On display in the exhibition space on A arte Studio Invernizzi’s upper floor were works in which Nigro - replicating the paintings of the ‘spazio totale’ of the 1950s, but in a larger format - articulate their forms by adopting serial modularity that creates three-dimensionality involving the environment.
The work Dallo spazio totale 1954: serie di 12 rombi continui a progressioni ritmiche simultanee alternate opposte of 1965 (From Total Space of 1954: Series of 12 Continuous Rhombi in Simultaneous Alternate Opposing Rhythmic Progressions, 1965) was also displayed in the room devoted to the artist at the 1968 Venice Biennale. Occupying the entire left wall, it is seven metres in length and consists of the horizontal progression of a series of twelve square elements made of painted wood and hanging in a diagonal position; on each of these an opposing structuration is represented.
Also from this cycle is Dallo spazio totale: componibile in 7 pezzi in contrasto simultaneo di progressioni ritmiche (From Total Space: Modular Work in 7 Pieces in Simultaneous Contrast with Rhythmic Progressions), executed in 1965 and often referred to by the artist as Totem, is a work of central importance in this series because it shifted the question of the contrasting structuration from what was still a mainly optical plane to a sculptural one.
Another six paintings from the ‘spazio totale’ cycle have been displayed in the other rooms on the upper floor: in these works, the grids occupy the entire pictorial field and, as they cross the surface, dynamic contrasts create musical rhythms.
In the space located between the two floors of the gallery has been displayed Dallo spazio totale: progressioni ritmiche simultanee opposte of 1966 (From Total Space: Simultaneous Opposing Rhythmic Progressions, 1966), consisting of the transposition of virtual optical grids typical of works on canvas onto two opposing perspective lattices made of wood painted red.

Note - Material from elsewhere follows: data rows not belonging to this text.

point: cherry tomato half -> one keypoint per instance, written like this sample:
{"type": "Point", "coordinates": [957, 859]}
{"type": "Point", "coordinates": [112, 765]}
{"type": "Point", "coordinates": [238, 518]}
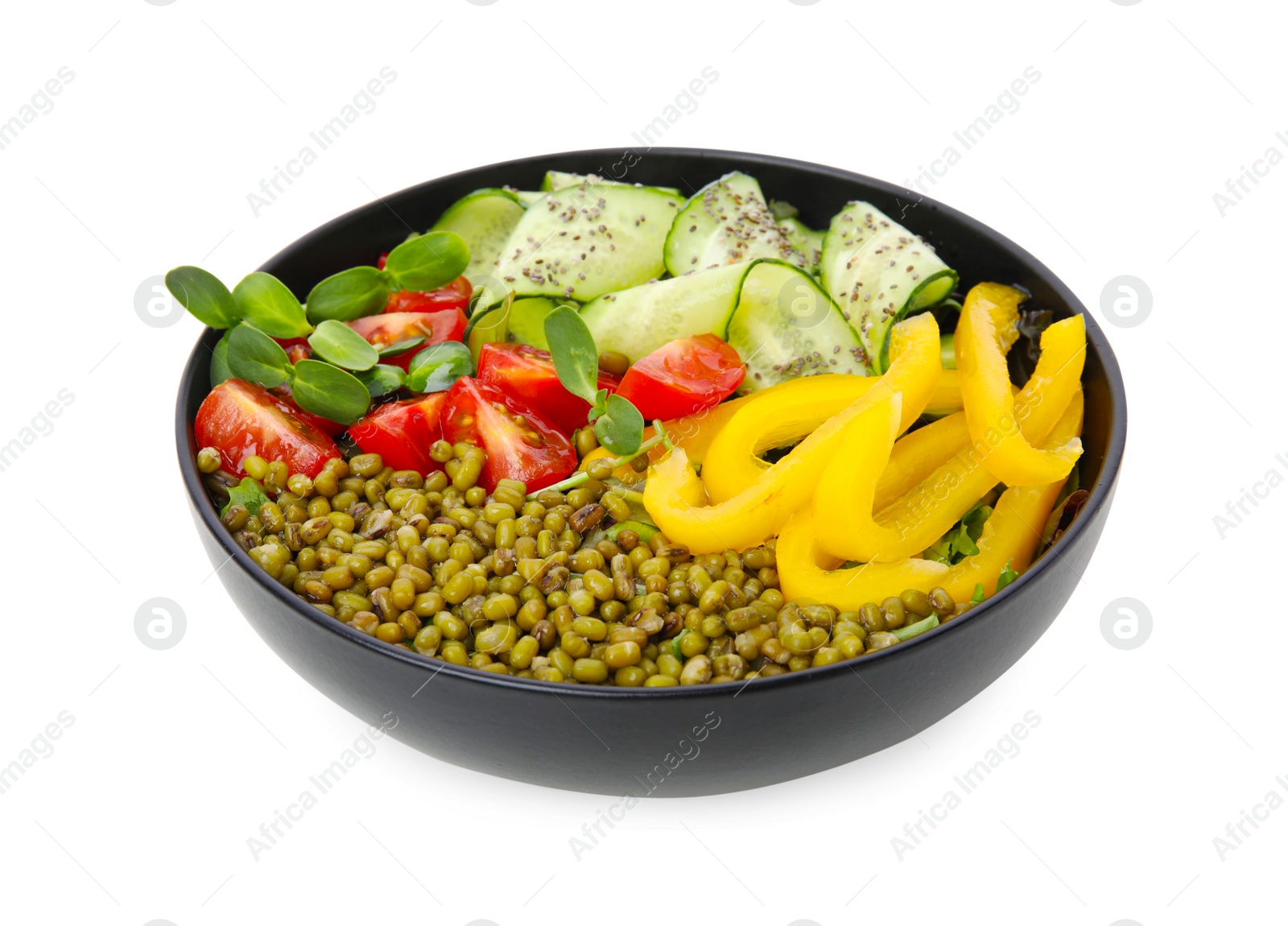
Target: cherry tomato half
{"type": "Point", "coordinates": [519, 442]}
{"type": "Point", "coordinates": [242, 419]}
{"type": "Point", "coordinates": [528, 374]}
{"type": "Point", "coordinates": [403, 432]}
{"type": "Point", "coordinates": [332, 429]}
{"type": "Point", "coordinates": [682, 378]}
{"type": "Point", "coordinates": [455, 296]}
{"type": "Point", "coordinates": [436, 328]}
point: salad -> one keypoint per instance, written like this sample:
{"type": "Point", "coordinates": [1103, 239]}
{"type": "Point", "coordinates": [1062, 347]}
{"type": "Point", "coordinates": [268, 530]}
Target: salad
{"type": "Point", "coordinates": [603, 433]}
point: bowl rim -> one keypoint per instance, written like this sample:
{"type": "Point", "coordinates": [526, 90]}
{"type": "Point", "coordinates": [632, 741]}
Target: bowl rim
{"type": "Point", "coordinates": [1100, 492]}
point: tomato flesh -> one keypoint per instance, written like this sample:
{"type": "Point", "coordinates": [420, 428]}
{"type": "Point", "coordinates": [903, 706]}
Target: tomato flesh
{"type": "Point", "coordinates": [332, 429]}
{"type": "Point", "coordinates": [436, 328]}
{"type": "Point", "coordinates": [519, 442]}
{"type": "Point", "coordinates": [528, 374]}
{"type": "Point", "coordinates": [455, 296]}
{"type": "Point", "coordinates": [403, 432]}
{"type": "Point", "coordinates": [242, 419]}
{"type": "Point", "coordinates": [682, 378]}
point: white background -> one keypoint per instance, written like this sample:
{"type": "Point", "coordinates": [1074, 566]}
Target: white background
{"type": "Point", "coordinates": [175, 758]}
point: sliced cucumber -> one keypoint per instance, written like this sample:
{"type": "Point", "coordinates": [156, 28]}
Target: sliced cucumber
{"type": "Point", "coordinates": [776, 316]}
{"type": "Point", "coordinates": [527, 321]}
{"type": "Point", "coordinates": [879, 273]}
{"type": "Point", "coordinates": [526, 196]}
{"type": "Point", "coordinates": [727, 221]}
{"type": "Point", "coordinates": [485, 219]}
{"type": "Point", "coordinates": [786, 326]}
{"type": "Point", "coordinates": [558, 180]}
{"type": "Point", "coordinates": [805, 240]}
{"type": "Point", "coordinates": [641, 320]}
{"type": "Point", "coordinates": [585, 241]}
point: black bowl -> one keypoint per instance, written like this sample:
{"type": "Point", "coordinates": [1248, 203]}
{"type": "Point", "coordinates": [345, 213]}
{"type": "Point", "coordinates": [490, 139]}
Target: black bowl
{"type": "Point", "coordinates": [671, 741]}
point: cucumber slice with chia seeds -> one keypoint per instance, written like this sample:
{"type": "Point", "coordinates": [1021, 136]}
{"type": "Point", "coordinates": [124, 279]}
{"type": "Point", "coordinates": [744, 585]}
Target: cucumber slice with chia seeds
{"type": "Point", "coordinates": [805, 240]}
{"type": "Point", "coordinates": [879, 273]}
{"type": "Point", "coordinates": [773, 313]}
{"type": "Point", "coordinates": [585, 241]}
{"type": "Point", "coordinates": [727, 221]}
{"type": "Point", "coordinates": [558, 180]}
{"type": "Point", "coordinates": [485, 219]}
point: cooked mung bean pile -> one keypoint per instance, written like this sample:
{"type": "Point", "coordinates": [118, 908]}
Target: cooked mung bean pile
{"type": "Point", "coordinates": [521, 586]}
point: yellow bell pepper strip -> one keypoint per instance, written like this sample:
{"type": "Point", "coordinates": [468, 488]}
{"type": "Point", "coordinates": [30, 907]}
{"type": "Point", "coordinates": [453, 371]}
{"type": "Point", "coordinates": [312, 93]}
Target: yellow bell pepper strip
{"type": "Point", "coordinates": [792, 410]}
{"type": "Point", "coordinates": [853, 526]}
{"type": "Point", "coordinates": [676, 498]}
{"type": "Point", "coordinates": [1011, 535]}
{"type": "Point", "coordinates": [1014, 531]}
{"type": "Point", "coordinates": [989, 402]}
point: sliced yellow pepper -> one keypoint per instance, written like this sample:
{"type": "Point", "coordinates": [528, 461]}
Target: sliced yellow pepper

Large works of 1988, belonging to the ‘ritratti’ cycle - including Agamennone (Agamemnon), Euripide (Euripedes) and Ritratto di un dipinto (Portrait of a Painting) - have been on display in the basement room. In these, Nigro painted a central motif freed from the support where the picture expresses its passion and its irresistible and implacable power.
In the works on display in the ‘dipinti satanici’ series - including Lotta, Libertà, Rivoluzione (Struggle, Freedom, Revolution) - Nigro’s painting explodes into vigorous brushstrokes and a linear sequence of vivid patches of colour forming the expressive peak of his musical pictorial synthesis.
On the occasion of the exhibition, a bilingual catalogue has been published containing introductory essays by Serge Lemoine and Francesca Pola, photographs of the works on display, a poem by Carlo Invernizzi and up-to-date biographical and bibliographical notes.